Substitute $1.04\times {10}^{15}\text{kg}$ for $m_0$ and $5000\text{kg}/{\text{m}}^{\text{3}}$ for $\rho$ in equation (IV).

  $\begin{array}{c}\frac{4}{3}\pi r^3=\frac{1.04\times {10}^{15}\text{kg}}{5000\text{kg}/{\text{m}}^{\text{3}}}\\ r={\left(\frac{3\left(1.04\times {10}^{15}\text{kg}\right)}{4\pi \left(5000\text{kg}/{\text{m}}^{\text{3}}\right)}\right)}^{\frac{1}{3}}\\ =3.68\text{km}\end{array}$

Substitute $6.67\times {10}^{-11}\text{N}\cdot {\text{m}}^{\text{2}}/{\text{kg}}^{\text{2}}$ for $G$, $5.97\times {10}^{24}\text{kg}$ for $M_E$ and $6378\times {10}^3\text{m}$ for $R_E$ in equation (II).

  $\begin{array}{c}U=\frac{0.5\left(\left(6.67\times {10}^{-11}\text{N}\cdot {\text{m}}^{\text{2}}/{\text{kg}}^{\text{2}}\right){\left(5.97\times {10}^{24}\text{kg}\right)}^2\right)}{6378\times {10}^3\text{m}}\\ =1.87\times {10}^{32}\text{J}\end{array}$

Substitute $1.87\times {10}^{32}\text{J}$ for $U$ and $21\times {10}^{18}\text{J}$ for $E^{\prime }$ in equation (V).

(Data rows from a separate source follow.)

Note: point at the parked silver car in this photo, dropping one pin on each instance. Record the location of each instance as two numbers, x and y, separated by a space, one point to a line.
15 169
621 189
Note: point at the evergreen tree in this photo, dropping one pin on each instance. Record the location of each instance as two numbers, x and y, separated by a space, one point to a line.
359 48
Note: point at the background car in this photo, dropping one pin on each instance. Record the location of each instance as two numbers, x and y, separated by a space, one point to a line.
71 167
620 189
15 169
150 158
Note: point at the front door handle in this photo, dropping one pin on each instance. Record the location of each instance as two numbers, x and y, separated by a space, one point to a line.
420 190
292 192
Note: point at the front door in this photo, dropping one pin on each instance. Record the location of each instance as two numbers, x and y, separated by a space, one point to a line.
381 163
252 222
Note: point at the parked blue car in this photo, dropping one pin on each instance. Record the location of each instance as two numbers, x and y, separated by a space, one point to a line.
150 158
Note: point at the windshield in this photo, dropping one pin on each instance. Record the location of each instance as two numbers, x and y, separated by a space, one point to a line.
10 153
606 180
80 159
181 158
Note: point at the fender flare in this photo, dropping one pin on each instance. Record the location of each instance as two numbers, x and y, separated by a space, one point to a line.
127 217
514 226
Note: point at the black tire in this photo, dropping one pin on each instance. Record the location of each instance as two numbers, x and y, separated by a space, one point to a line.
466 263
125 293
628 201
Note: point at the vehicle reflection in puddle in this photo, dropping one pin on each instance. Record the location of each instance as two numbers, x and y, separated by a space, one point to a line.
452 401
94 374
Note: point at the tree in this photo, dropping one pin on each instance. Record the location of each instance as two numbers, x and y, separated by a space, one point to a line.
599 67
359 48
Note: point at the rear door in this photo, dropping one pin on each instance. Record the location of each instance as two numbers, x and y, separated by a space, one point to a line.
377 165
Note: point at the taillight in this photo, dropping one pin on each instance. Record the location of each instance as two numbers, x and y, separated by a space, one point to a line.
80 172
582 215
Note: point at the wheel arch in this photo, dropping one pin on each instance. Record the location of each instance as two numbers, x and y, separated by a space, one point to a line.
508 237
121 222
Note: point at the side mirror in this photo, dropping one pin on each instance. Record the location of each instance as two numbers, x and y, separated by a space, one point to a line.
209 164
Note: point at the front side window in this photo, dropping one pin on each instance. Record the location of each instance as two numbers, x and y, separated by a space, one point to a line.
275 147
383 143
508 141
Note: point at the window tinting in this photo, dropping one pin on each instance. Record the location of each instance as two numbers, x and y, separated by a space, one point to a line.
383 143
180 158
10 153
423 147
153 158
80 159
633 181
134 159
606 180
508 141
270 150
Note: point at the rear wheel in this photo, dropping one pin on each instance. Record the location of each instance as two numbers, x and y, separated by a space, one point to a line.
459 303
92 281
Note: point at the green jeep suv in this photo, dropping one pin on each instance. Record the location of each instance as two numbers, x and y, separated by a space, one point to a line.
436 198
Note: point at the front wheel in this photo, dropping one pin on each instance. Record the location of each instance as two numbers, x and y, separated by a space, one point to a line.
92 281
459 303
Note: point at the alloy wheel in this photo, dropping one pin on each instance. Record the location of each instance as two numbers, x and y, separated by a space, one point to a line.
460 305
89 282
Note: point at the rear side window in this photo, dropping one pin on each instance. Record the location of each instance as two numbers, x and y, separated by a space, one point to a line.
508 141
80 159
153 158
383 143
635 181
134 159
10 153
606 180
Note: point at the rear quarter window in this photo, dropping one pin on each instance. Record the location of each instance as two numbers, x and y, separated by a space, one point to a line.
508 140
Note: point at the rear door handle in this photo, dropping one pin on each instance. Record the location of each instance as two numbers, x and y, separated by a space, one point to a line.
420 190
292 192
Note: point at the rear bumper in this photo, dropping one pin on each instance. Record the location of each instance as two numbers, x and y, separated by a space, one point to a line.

  $\begin{array}{c}n=\frac{1.87\times {10}^{32}\text{J}}{21\times {10}^{18}\text{J}}\\ =9.0\times {10}^{12}\text{arsenals}\end{array}$

Thus, the size of the antimatter meteorite is $3.68\text{km}$ and the energy released is equal to the energy of $9\times {10}^{12}$ nuclear arsenals in the space.